If you post your full code, we may be able to help you better (and possibly just speed your sequential code).

round has a number of keyword options to tweak according to your needs, but I can’t say what options will be suitable for your use case. You may want to set up rounding for M, D, and alpha individually, to account for the different characteristics (known only to you) of each parameter space.

1 Like

This should be accessible. The sequential version is juliatest.

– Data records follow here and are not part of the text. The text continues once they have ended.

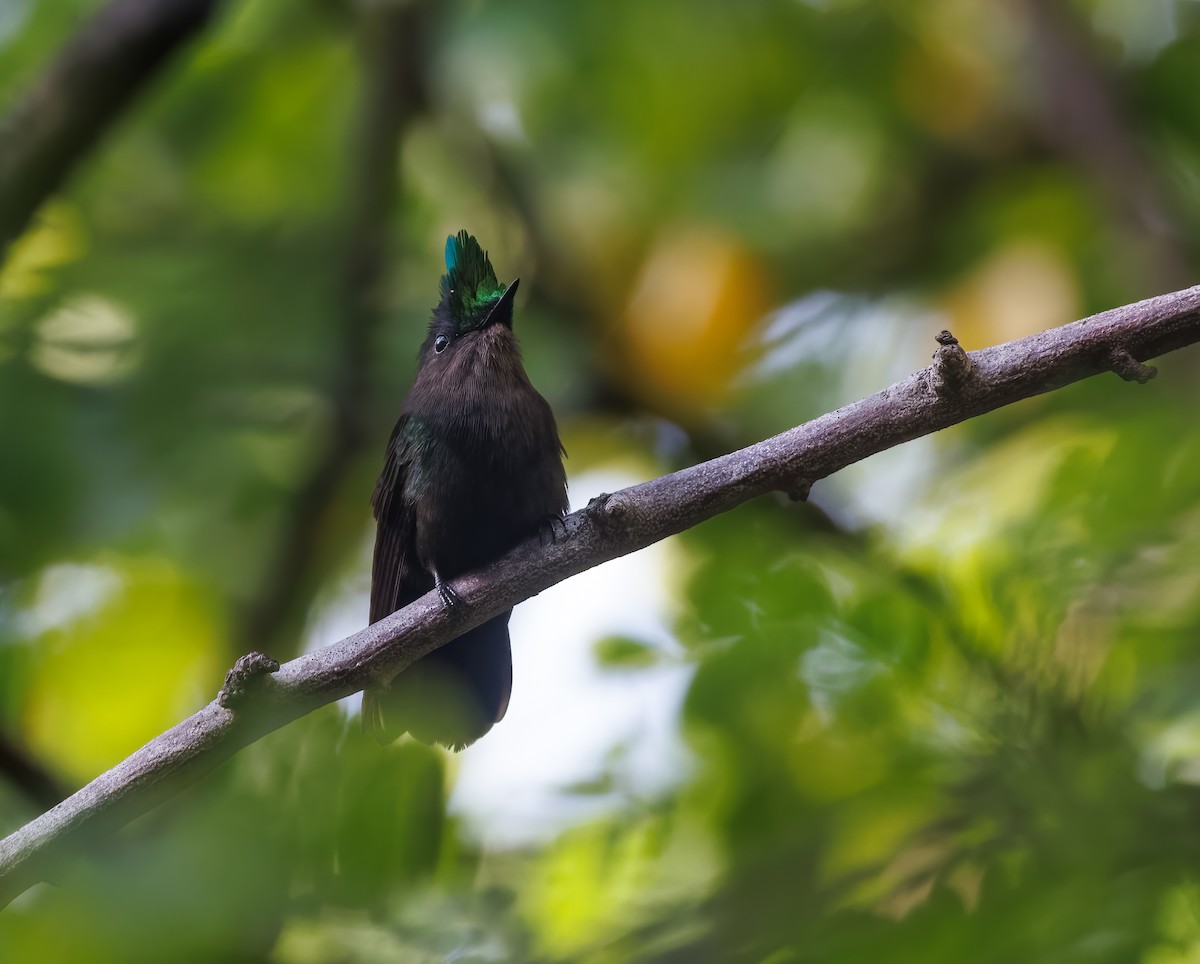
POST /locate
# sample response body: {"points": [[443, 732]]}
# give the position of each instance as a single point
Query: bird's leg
{"points": [[449, 597]]}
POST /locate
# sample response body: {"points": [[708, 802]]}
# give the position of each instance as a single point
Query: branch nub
{"points": [[1129, 367], [799, 490], [952, 366], [245, 678]]}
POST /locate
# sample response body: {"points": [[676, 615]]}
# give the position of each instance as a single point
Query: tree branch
{"points": [[959, 385], [95, 78]]}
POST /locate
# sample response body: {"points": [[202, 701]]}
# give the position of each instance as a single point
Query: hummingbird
{"points": [[473, 467]]}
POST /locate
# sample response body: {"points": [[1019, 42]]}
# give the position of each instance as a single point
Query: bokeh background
{"points": [[946, 712]]}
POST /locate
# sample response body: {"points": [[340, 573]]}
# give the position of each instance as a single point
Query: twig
{"points": [[609, 527], [95, 78], [393, 36]]}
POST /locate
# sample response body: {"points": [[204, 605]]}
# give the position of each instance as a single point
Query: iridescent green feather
{"points": [[469, 283]]}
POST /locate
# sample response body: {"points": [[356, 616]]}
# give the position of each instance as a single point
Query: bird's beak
{"points": [[502, 311]]}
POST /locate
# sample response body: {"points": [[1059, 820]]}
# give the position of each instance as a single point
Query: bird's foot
{"points": [[552, 530], [449, 597], [246, 676]]}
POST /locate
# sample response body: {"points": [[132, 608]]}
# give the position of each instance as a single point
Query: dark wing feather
{"points": [[391, 567]]}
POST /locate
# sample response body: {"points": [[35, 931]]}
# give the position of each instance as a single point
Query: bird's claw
{"points": [[552, 530], [449, 597]]}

I added @everywhere and addprocs to the parallel version, but I get the error below

https://bitbucket.org/Forbeswa/computing/src/master/

LoadError: On worker 2:
LoadError: UndefVarError: @sprintf not defined
Stacktrace:
[1] top-level scope
@ :0
[2] eval
@ ./boot.jl:360
[3] #103
@ /buildworker/worker/package_linux64/build/usr/share/julia/stdlib/v1.6/Distributed/src/process_messages.jl:274
[4] run_work_thunk
@ /buildworker/worker/package_linux64/build/usr/share/julia/stdlib/v1.6/Distributed/src/process_messages.jl:63
[5] run_work_thunk
@ /buildworker/worker/package_linux64/build/usr/share/julia/stdlib/v1.6/Distributed/src/process_messages.jl:72
[6] #96
@ ./task.jl:406
in expression starting at /home/wesley/repos/computing/juliatest_parallel.jl:124
…and 7 more exceptions.
in expression starting at /home/wesley/repos/computing/juliatest_parallel.jl:114
sync_end(c::Channel{Any}) at task.jl:364
macro expansion at task.jl:383 [inlined]
remotecall_eval(m::Module, procs::Vector{Int64}, ex::Expr) at macros.jl:223
top-level scope at macros.jl:207
eval at boot.jl:360 [inlined]
include_string(mapexpr::typeof(identity), mod::Module, code::String, filename::String) at loading.jl:1094

@sprintf is from the Printf standard library - it’s an easy way to combine strings & variables rounded to a specified precision. I included it in the top of my earlier answer:

Yeah. It worked until I added @everywhere and addprocs().

@everywhere function process(; M = 512, D = 1, alpha = 0.10)
  a = 0
  b = 20
  T = 10
  t_steps = 10^4
  local solutions = Dict{String, DataFrame}()
  local speed = Dict{String, DataFrame}()
  #key = round(alpha, digits = 5)
  addprocs(8)
  pmap(Iterators.product(M, D, alpha)) do (M, D, alpha)
        keystr = @sprintf("M = %0.5g, α = %0.5g, D = %0.5g", M, alpha, D)

@everywhere using Printf?

I thought that I had to use @everywhere in conjunction with pmap.